Retour au concert du lun. 28 oct. 2024

Programme détaillé

Gustav Mahler
Rückert-Lieder

I. Ich atmet’ einen linden Duft [Je sentais un doux parfum]
II. Blicke mir nicht in die Lieder ! [Ne me regarde pas dans mes chants]
III. Ich bin der Welt abhanden gekommen’ [Je suis perdu au monde]
IV. Um Mitternacht [À minuit]
V. Liebst du um Schönheit [Aimes-tu pour la beauté]

[22 min]

--- Entracte ---

Anton Bruckner (1824-1896)
Symphonie n° 3, en ré mineur, «Wagner-Sinfonie»

Version originale de 1873

I. Gemäßigt [modéré], misterioso
II. Adagio : Feierlich [Solennel]
III. Scherzo : Ziemlich schnell [Assez rapide] – Trio : Gleiches Zeitmaß [Même tempo] – Scherzo da capo
IV. Finale : Allegro

[65 min]

Distribution

Anima Eterna Brugge
Pablo Heras-Casado 
direction
Dame Sarah Connolly mezzo-soprano

Anima Eterna vendra ses disques avant et après le concert, ainsi qu’à l’entracte. Pablo Heras-Casado les dédicacera à l’issue du concert.

Introduction

Naturellement porté au doute, Bruckner trouva sur sa route de compositeur une quantité d’obstacles et subit continuellement les pressions de conseillers plus ou moins bien intentionnés, si bien qu’il soumit ses symphonies à plusieurs vagues de coupures et de remaniements. À la tête d’Anima Eterna, Pablo Heras-Casado reprend l’un après l’autre ces monuments, avec la volonté de «démonter ces cathédrales pierre par pierre pour ensuite les reconstruire comme neuves». Surnommée «Symphonie Wagner» car dédiée au compositeur de Tristan et de Lohengrin, la Troisième Symphonie est l’une des symphonies qui repassa le plus souvent sur le métier. Nous en redécouvrons ici la version originale de 1873, telle qu’elle fut répétée par l’Orchestre philharmonique de Vienne, qui refusa de l’exécuter. Ils n’acceptèrent d’assurer la création que trois ans plus tard, après une révision drastique – dont firent les frais les citations des opéras de Wagner qui parsèment la version originale. Composés en 1901-1902 sur des poèmes de Friedrich Rückert, les Rückert-Lieder de Mahler furent créés eux aussi par l’Orchestre philharmonique de Vienne. Le compositeur les offrit à son épouse Alma, qui s’en montra particulièrement émue.

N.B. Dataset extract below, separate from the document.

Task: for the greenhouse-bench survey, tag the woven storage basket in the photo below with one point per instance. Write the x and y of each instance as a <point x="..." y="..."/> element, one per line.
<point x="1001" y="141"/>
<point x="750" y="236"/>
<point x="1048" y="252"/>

(Texte : Auditorium-Orchestre national de Lyon)

Mahler, Rückert-Lieder

Composition : 1901-1902.
Création : Vienne, 29 janvier 1905, par les barytons Friedrich Weidermann et Anton Moser, des membres de l’Orchestre philharmonique de Vienne sous la direction du compositeur (excepté Liebst du um Schönheit).

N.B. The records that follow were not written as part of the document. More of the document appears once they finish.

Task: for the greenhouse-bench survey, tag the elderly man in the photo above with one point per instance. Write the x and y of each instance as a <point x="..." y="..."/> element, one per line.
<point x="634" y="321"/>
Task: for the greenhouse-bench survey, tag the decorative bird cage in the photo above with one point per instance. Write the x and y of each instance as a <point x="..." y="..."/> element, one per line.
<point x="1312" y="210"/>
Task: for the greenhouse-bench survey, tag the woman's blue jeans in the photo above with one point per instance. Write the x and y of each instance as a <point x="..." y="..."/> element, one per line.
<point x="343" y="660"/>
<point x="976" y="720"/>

«Après Des Knaben Wunderhorn, je ne pouvais poursuivre qu’avec Rückert. C’est de la poésie lyrique de première main ; tout le reste est de seconde main.»
(Gustav Mahler)

Presque tous les lieder écrits par Mahler entre 1887 et 1901 mettent en musique des poèmes du recueil Des Knaben Wunderhorn [Le Cor merveilleux de l’enfant], textes populaires recueillis puis publiés par Achim von Arnim et Clemens Brentano. Le compositeur se tourne ensuite vers Friedrich Rückert (1788-1866) pour cinq lieder communément appelés Rückert-Lieder et son cycle des Kindertotenlieder (deux partitions amorcées au même moment). L’intériorité de Rückert l’amène à renouveler ses moyens d’expression. Les rythmes de marche et de danses fréquents dans Des Knaben Wunderhorn sont abandonnés au profit de textures de musique de chambre, la voix chante des figures identiques à celles des instruments. 

Depuis l’année 1900, Mahler a pris l’habitude de s’installer à Maiernigg pendant ses congés estivaux. C’est dans cette localité au bord du Wörthersee, en Carinthie, qu’il s’adonne à la composition, temporairement libéré de sa charge de chef d’orchestre à l’Opéra de Vienne. Il s’est fait construire un petit studio de travail, à l’écart de la maison, où il peut composer en toute tranquillité. 

Susceptibles d’être chantés par des femmes comme par des hommes, les Rückert-Lieder constituent un recueil plutôt qu’un cycle, l’ordre des pièces variant au gré des interprètes. En outre, Liebst du um Schönheit a été orchestré, non par son auteur, mais par Max Puttmann en 1910. Mahler avait destiné ce lied strophique à Alma, sa jeune épouse depuis le printemps 1902. L’aveu d’amour au chromatisme wagnérien cite d’ailleurs le célèbre «leitmotiv du désir» de Tristan et Isolde de Wagner. 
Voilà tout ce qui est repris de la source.